Per il ciociaro questa è un’opportunità ghiotta e stimolante a quanto pare. Lui li segue quindi per quel che concerne l’allenamento, dà loro consigli e spesso ci esce in bici. E’ stato così anche all’autodromo di Vallelunga a fine 2020 quando lui e i suoi piloti hanno svolto sedute particolari, come si è visto dai social. Sedute evidentemente volte alla necessità di essere lucidi e reattivi durante i Gran Premi.

Quel che sta proponendo Agnoli è particolare. E’ un po’ quel che ha fatto McLaren quando è entrata nel ciclismo con Bahrain (anche se adesso è uscita). Solo che Valerio lo sta facendo al contrario: porta la bici nei motori. Questo è un ambito di lavoro molto e curioso. Un aspetto diverso: la bici applicata ad un altro sport, un bel laboratorio.

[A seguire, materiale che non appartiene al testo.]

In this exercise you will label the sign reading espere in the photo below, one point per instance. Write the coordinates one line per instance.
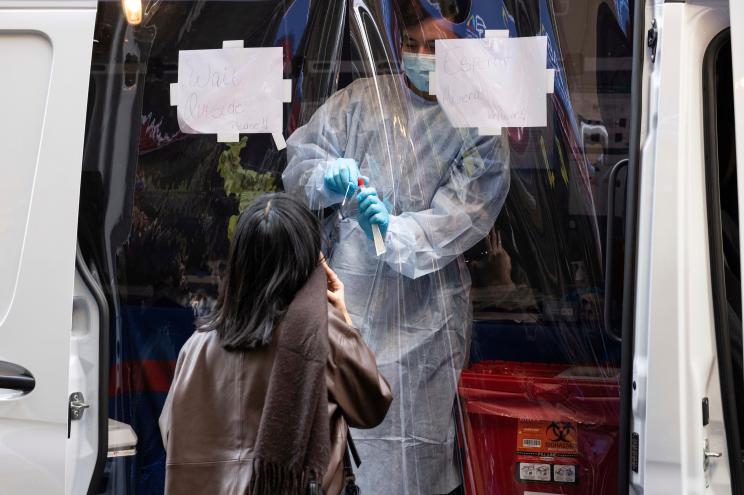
(493, 82)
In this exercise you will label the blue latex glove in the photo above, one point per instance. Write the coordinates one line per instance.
(372, 211)
(341, 176)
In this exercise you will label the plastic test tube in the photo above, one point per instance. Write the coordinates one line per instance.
(376, 234)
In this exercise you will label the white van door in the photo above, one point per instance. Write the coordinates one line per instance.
(45, 51)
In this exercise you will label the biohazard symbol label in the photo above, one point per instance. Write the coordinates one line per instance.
(547, 438)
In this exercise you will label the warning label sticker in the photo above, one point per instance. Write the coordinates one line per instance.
(547, 438)
(564, 473)
(529, 471)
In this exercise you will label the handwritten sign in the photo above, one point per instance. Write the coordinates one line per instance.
(230, 91)
(492, 82)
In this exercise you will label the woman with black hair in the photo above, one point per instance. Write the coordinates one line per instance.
(255, 387)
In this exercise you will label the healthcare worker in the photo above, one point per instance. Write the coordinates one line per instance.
(434, 191)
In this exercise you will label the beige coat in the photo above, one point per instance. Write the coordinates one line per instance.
(212, 412)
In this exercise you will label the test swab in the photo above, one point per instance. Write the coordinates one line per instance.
(376, 234)
(346, 195)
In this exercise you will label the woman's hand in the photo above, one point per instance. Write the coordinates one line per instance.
(336, 291)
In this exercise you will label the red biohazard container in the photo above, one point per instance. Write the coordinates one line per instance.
(540, 429)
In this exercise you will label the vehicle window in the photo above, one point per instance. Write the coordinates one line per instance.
(723, 224)
(494, 311)
(28, 58)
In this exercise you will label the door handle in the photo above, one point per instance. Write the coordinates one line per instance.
(708, 454)
(15, 377)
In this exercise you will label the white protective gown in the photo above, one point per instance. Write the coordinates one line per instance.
(444, 188)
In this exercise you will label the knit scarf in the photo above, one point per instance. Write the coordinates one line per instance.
(293, 441)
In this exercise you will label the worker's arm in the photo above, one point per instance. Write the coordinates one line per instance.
(316, 145)
(462, 211)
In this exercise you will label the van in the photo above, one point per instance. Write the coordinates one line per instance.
(605, 338)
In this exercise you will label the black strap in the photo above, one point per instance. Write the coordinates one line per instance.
(352, 448)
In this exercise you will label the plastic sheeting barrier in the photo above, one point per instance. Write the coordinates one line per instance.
(495, 249)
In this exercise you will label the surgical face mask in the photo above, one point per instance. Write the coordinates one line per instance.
(417, 67)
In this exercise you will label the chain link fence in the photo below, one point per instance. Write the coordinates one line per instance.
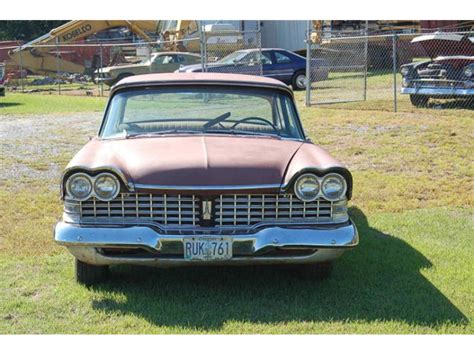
(337, 66)
(92, 68)
(367, 69)
(345, 68)
(237, 52)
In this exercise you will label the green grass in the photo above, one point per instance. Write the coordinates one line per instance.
(20, 103)
(411, 273)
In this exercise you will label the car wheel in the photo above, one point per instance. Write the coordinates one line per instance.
(87, 274)
(299, 81)
(419, 100)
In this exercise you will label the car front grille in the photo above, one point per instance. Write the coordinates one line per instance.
(223, 211)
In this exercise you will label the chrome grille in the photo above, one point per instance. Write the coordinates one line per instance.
(228, 210)
(163, 209)
(238, 210)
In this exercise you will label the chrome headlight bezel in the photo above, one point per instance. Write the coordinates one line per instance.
(405, 71)
(468, 71)
(300, 180)
(343, 183)
(106, 176)
(84, 176)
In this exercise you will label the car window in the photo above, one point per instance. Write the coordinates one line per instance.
(266, 58)
(256, 57)
(282, 58)
(249, 110)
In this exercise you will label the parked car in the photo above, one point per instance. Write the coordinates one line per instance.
(449, 72)
(203, 169)
(277, 63)
(2, 80)
(163, 62)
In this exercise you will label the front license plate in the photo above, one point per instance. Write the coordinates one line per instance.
(206, 248)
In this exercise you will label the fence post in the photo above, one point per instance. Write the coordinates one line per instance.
(366, 57)
(308, 64)
(21, 71)
(57, 66)
(101, 64)
(259, 38)
(394, 68)
(201, 45)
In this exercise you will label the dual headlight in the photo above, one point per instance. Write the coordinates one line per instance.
(104, 186)
(332, 187)
(468, 72)
(405, 71)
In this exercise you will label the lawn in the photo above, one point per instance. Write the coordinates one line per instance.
(413, 205)
(21, 104)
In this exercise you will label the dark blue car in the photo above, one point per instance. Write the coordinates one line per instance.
(277, 63)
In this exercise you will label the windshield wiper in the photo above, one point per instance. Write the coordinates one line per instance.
(160, 133)
(216, 120)
(242, 133)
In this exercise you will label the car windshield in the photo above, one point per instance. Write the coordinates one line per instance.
(233, 58)
(201, 110)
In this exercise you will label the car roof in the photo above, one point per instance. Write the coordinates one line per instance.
(200, 78)
(174, 53)
(263, 49)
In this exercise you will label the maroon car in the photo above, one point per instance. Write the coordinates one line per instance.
(203, 169)
(448, 74)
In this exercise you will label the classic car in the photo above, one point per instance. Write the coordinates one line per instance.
(449, 72)
(277, 63)
(203, 169)
(160, 62)
(2, 80)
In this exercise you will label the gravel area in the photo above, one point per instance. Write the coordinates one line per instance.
(35, 148)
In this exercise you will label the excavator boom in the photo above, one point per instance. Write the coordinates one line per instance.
(40, 60)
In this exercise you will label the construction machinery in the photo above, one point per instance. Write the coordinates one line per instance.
(45, 56)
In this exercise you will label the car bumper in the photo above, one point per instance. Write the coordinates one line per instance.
(319, 244)
(107, 80)
(439, 91)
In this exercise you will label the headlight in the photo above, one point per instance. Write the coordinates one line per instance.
(468, 72)
(79, 186)
(106, 186)
(307, 187)
(333, 187)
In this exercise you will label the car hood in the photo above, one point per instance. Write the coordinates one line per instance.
(192, 160)
(445, 44)
(120, 67)
(198, 67)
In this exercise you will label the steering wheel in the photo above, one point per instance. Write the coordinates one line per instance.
(259, 119)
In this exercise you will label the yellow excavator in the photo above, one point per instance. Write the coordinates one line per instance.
(43, 60)
(178, 35)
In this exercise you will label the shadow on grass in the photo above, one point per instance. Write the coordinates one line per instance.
(465, 104)
(379, 280)
(9, 104)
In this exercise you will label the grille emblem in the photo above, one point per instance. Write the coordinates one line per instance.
(207, 210)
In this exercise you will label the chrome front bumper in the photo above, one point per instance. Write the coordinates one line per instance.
(85, 242)
(437, 91)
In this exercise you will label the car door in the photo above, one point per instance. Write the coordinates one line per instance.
(283, 67)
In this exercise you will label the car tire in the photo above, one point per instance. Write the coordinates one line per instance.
(87, 274)
(419, 100)
(298, 82)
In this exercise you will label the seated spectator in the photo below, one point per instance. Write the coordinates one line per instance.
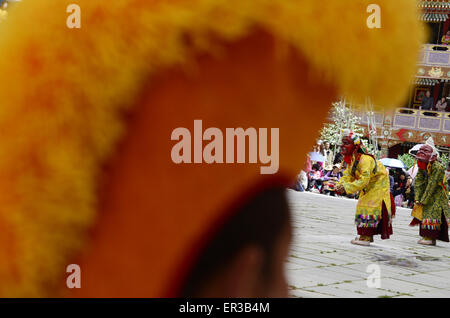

Valerio Agnoli, 36 anni, ha chiuso la carriera nella Bahrain Merida a fine 2019
Agnoli, 36 anni, ha chiuso la carriera nella Bahrain Merida a fine 2019

Addio amaro

Agnoli ha entusiasmo. Non ha lasciato vincere la delusione per essere rimasto a piedi, anzi l’ha trasformata in grinta. Quella che lo contraddistingueva da corridore.

«Devi essere imprenditore di te stesso, nella vita normale non hai il procuratore – racconta Agnoli – quel che fai, lo fai da solo. A quanto pare, proprio i procuratori si erano strappati i capelli pur di trovarmi una squadra, ma non ci sono riusciti. Neanche un’offerta… Se poi ci aggiungi un diesse che ti dice: per correre devi sperare che cada un tuo compagno, allora capisci che forse doveva andare così. Quale diesse? Era uno dell’Est… Io per non aggravare la situazione non ho voluto fare polemica. Mi sono ritrovato man mano a fare gare di secondo piano, salvo poi sapere che sarei partito per il Giro una settimana prima del via».

Ma se dopo la carriera Agnoli sperava di stare più tranquillo si sbagliava, per fortuna! Oltre al progetto con i piloti infatti Valerio è anche presidente della struttura tecnica del Comitato Fci del Lazio e collabora con Visit Lazio.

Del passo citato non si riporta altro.